Spaces:

samir72
/

Multi-Agent-Research-Paper-Analysis-System

Runtime error

Multi-Agent-Research-Paper-Analysis-System

File size: 14,810 Bytes

aca8ab4

"""
Analyzer Agent: Analyze individual papers using RAG context.
"""
import os
import json
import logging
import threading
from typing import Dict, Any, List
from concurrent.futures import ThreadPoolExecutor, as_completed
from openai import AzureOpenAI
from tenacity import retry, stop_after_attempt, wait_exponential

from utils.schemas import Analysis, Paper
from rag.retrieval import RAGRetriever
from utils.langfuse_client import observe

logging.basicConfig(
    level=logging.INFO,
    format='%(asctime)s - %(name)s - %(levelname)s - %(message)s'
)
logger = logging.getLogger(__name__)


class AnalyzerAgent:
    """Agent for analyzing individual papers with RAG."""

    def __init__(
        self,
        rag_retriever: RAGRetriever,
        model=os.getenv("AZURE_OPENAI_DEPLOYMENT_NAME"),
        temperature: float = 0.0,
        timeout: int = 60
    ):
        """
        Initialize Analyzer Agent.

        Args:
            rag_retriever: RAGRetriever instance
            model: Azure OpenAI model deployment name
            temperature: Temperature for generation (0 for deterministic)
            timeout: Request timeout in seconds (default: 60)
        """
        self.rag_retriever = rag_retriever
        self.model = model
        self.temperature = temperature
        self.timeout = timeout

        # Circuit breaker for consecutive failures
        self.consecutive_failures = 0
        self.max_consecutive_failures = 2

        # Thread-safe token tracking for parallel processing
        self.token_lock = threading.Lock()
        self.batch_tokens = {"input": 0, "output": 0}

        # Initialize Azure OpenAI client with timeout
        self.client = AzureOpenAI(
            api_key=os.getenv("AZURE_OPENAI_API_KEY"),
            #api_version="2024-02-01",
            api_version=os.getenv("AZURE_OPENAI_API_VERSION"),
            azure_endpoint=os.getenv("AZURE_OPENAI_ENDPOINT"),
            timeout=timeout,
            max_retries=2  # SDK-level retries
        )

    def _create_analysis_prompt(
        self,
        paper: Paper,
        context: str
    ) -> str:
        """Create prompt for paper analysis."""
        prompt = f"""You are a research paper analyst. Analyze the following paper using ONLY the provided context.

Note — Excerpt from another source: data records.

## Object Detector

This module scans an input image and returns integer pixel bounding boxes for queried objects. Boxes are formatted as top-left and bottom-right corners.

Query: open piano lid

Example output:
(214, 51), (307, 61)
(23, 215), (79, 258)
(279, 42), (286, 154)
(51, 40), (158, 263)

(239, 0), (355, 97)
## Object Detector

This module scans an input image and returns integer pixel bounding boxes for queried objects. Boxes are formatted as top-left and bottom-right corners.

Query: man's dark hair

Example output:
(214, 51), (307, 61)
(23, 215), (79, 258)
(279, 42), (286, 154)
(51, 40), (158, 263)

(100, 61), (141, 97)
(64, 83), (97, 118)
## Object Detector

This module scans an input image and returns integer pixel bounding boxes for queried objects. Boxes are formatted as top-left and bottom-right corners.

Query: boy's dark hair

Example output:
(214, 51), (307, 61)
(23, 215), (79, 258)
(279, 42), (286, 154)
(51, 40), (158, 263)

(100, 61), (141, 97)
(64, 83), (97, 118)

Paper Title: {paper.title}
Authors: {", ".join(paper.authors)}
Abstract: {paper.abstract}

Context from Paper:
{context}

Analyze this paper and extract the following information. You MUST ground every statement in the provided context.

Provide your analysis in the following JSON format:
{{
    "methodology": "Description of research methodology used",
    "key_findings": ["Finding 1", "Finding 2", "Finding 3"],
    "conclusions": "Main conclusions of the paper",
    "limitations": ["Limitation 1", "Limitation 2"],
    "main_contributions": ["Contribution 1", "Contribution 2"],
    "citations": ["Reference 1", "Reference 2", "Reference 3"]
}}

CRITICAL JSON FORMATTING RULES:
- Use ONLY information from the provided context
- Be specific and cite which parts of the context support your statements
- For string fields (methodology, conclusions): use "Not available in provided context" if information is missing
- For array fields (key_findings, limitations, main_contributions, citations):
  * MUST be flat arrays of strings ONLY: ["item1", "item2"]
  * If no information available, use empty array: []
  * NEVER nest arrays: [[], "text"] or [["nested"]] are INVALID
  * NEVER include null, empty strings, or non-string values
  * Each array element must be a non-empty string
- ALWAYS maintain correct JSON types: strings for text fields, flat arrays of strings for list fields
"""
        return prompt

    def _normalize_analysis_response(self, data: dict) -> dict:
        """
        Normalize LLM response to ensure list fields contain only strings.

        Handles multiple edge cases:
        - Strings converted to single-element lists
        - Nested lists flattened recursively
        - None values filtered out
        - Empty strings removed
        - Mixed types converted to strings

        This prevents Pydantic validation errors from malformed LLM responses.

        Args:
            data: Raw analysis data dictionary from LLM

        Returns:
            Normalized dictionary with correct types for all fields
        """
        list_fields = ['key_findings', 'limitations', 'main_contributions', 'citations']

        def flatten_and_clean(value):
            """Recursively flatten nested lists and clean values."""
            if isinstance(value, str):
                # Single string - return as list if non-empty
                return [value.strip()] if value.strip() else []

            elif isinstance(value, list):
                # List - recursively flatten and filter
                cleaned = []
                for item in value:
                    if isinstance(item, str):
                        # Add non-empty strings
                        if item.strip():
                            cleaned.append(item.strip())
                    elif isinstance(item, list):
                        # Recursively flatten nested lists
                        cleaned.extend(flatten_and_clean(item))
                    elif item is not None and str(item).strip():
                        # Convert non-None, non-string values to strings
                        cleaned.append(str(item).strip())
                return cleaned

            elif value is not None:
                # Non-list, non-string, non-None - stringify
                str_value = str(value).strip()
                return [str_value] if str_value else []

            else:
                # None value
                return []

        for field in list_fields:
            if field not in data:
                # Missing field - set to empty list
                data[field] = []
                logger.debug(f"Field '{field}' missing in LLM response, set to []")
            else:
                original_value = data[field]
                normalized_value = flatten_and_clean(original_value)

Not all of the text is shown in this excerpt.